Four alleged Latin Kings set out from Joliet on Monday to rob what they thought was a Chicago stash house loaded with bricks of cocaine.Always wary of law enforcement, the gang members had carefully planned the “lick,” according to federal charges unsealed Thursday. At a meeting a few days earlier in a Joliet tavern parking lot, they patted each other down to check for government wires, removed shoes and socks, lifted up shirts and inspected waistbands. As an added layer of caution, before heading to the drug house, they hid their handguns in the car’s air filter.
“If we get stopped, they (the police) don’t check the hood,” one of the would-be robbers was quoted as saying in a criminal complaint.
What three of the men didn’t know was that the fourth had been working undercover with federal authorities for months.
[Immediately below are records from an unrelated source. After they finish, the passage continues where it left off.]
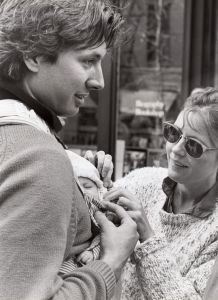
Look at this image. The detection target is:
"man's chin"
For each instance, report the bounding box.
[59,108,80,118]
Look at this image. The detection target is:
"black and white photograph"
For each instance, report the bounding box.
[0,0,218,299]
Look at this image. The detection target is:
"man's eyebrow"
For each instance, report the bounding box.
[81,50,106,59]
[85,53,102,59]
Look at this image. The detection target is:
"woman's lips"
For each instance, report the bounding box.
[171,159,188,168]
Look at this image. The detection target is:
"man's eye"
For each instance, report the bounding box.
[85,60,92,65]
[84,60,95,66]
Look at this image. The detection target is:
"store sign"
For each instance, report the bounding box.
[120,89,176,117]
[135,99,164,117]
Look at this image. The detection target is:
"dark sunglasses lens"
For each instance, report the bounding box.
[185,139,203,158]
[163,124,180,143]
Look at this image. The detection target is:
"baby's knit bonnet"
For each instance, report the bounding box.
[66,150,103,190]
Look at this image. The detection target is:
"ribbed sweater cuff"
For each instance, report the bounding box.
[134,235,167,259]
[88,260,116,299]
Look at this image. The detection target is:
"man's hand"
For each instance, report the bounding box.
[95,202,139,281]
[84,150,113,188]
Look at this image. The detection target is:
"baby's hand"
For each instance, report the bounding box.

The robbery was just an elaborate undercover ruse. And despite the gang members’ vigilance, much of their planning had been captured on a hidden recording device, even the pat-downs.
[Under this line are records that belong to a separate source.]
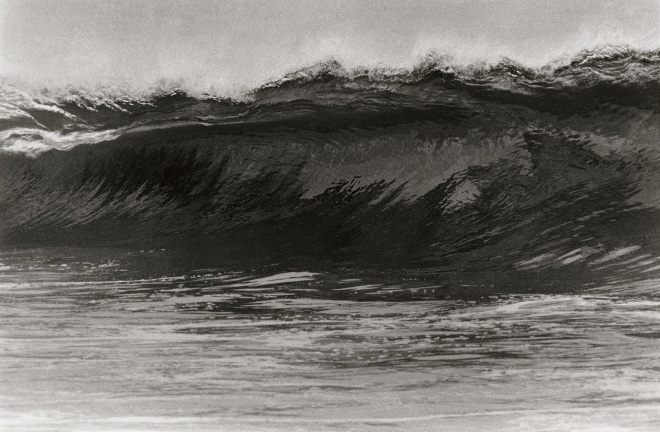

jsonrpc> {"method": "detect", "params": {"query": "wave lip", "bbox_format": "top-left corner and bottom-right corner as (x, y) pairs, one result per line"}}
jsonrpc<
(0, 47), (657, 156)
(2, 45), (658, 109)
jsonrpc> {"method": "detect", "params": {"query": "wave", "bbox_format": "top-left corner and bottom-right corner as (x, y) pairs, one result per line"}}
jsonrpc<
(0, 47), (659, 285)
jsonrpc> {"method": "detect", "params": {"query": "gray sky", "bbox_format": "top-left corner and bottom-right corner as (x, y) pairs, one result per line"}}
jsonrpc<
(1, 0), (658, 92)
The three, Justin “Fatman” Davila, 23, his brother Jason, 21, and their associate Nieko “Yogi” Hadley, 20, were arrested outside a gas station near Romeoville after they had grown suspicious they were under surveillance by law enforcement. Each was charged with conspiracy to distribute cocaine.
Their arrests were just one part of a sweeping, two-year narcotics investigation targeting the Latin Kings and their drug distribution networks stretching from Mexico to the west and southwest suburbs and into Chicago’s West Side, authorities said. In all, 26 of the gang’s alleged members and associates were facing federal narcotics charges. State charges were filed against 17 others in Cook and Will counties, authorities said.
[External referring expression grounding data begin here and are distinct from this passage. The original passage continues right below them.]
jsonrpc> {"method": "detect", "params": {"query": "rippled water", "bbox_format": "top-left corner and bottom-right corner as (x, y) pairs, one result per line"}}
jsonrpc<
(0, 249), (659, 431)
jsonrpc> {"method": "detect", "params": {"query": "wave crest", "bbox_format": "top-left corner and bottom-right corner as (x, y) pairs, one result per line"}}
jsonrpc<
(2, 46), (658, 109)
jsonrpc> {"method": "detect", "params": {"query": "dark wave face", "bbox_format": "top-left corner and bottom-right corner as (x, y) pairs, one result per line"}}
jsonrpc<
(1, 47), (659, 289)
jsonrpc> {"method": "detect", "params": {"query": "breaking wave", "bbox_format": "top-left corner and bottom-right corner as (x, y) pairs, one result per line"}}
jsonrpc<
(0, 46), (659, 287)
At the centre of the case was the daring and exhaustive undercover work done by the same federal agent who was able to infiltrate multiple factions of the notoriously violent street gang and gain the trust of high-ranking members over a long period of time, said Assistant U.S. Attorney Tiffany Tracy.
“The work this agent did was very, very dangerous,” Tracy said.
One of the rings infiltrated by the agent was led by Alan “Ghost” Cisneros, 27, of Summit, identified by prosecutors as the Midwest leader of the gang’s nationwide network until his May arrest.
Another alleged leader, Damian Rivera, 31, of Burbank, was targeted in 2011 after customs agents on the Texas-Mexico border discovered nearly 2 tons of marijuana hidden in furniture on a tractor-trailer, prosecutors said. The shipment was bound for a Chicago-area company marked “D. Rivera Construction.”
Eight days after the seizure, one of the confidential informants recorded Rivera worrying whether the narcotics could be tied to him, according to the charges. Rivera allegedly told the informant he had all the receipts for the furniture as well as documents to prove he was a legitimate businessman.
“They wanna investigate me, where I’m getting my money from, well I’m a union carpenter,” Rivera allegedly boasted.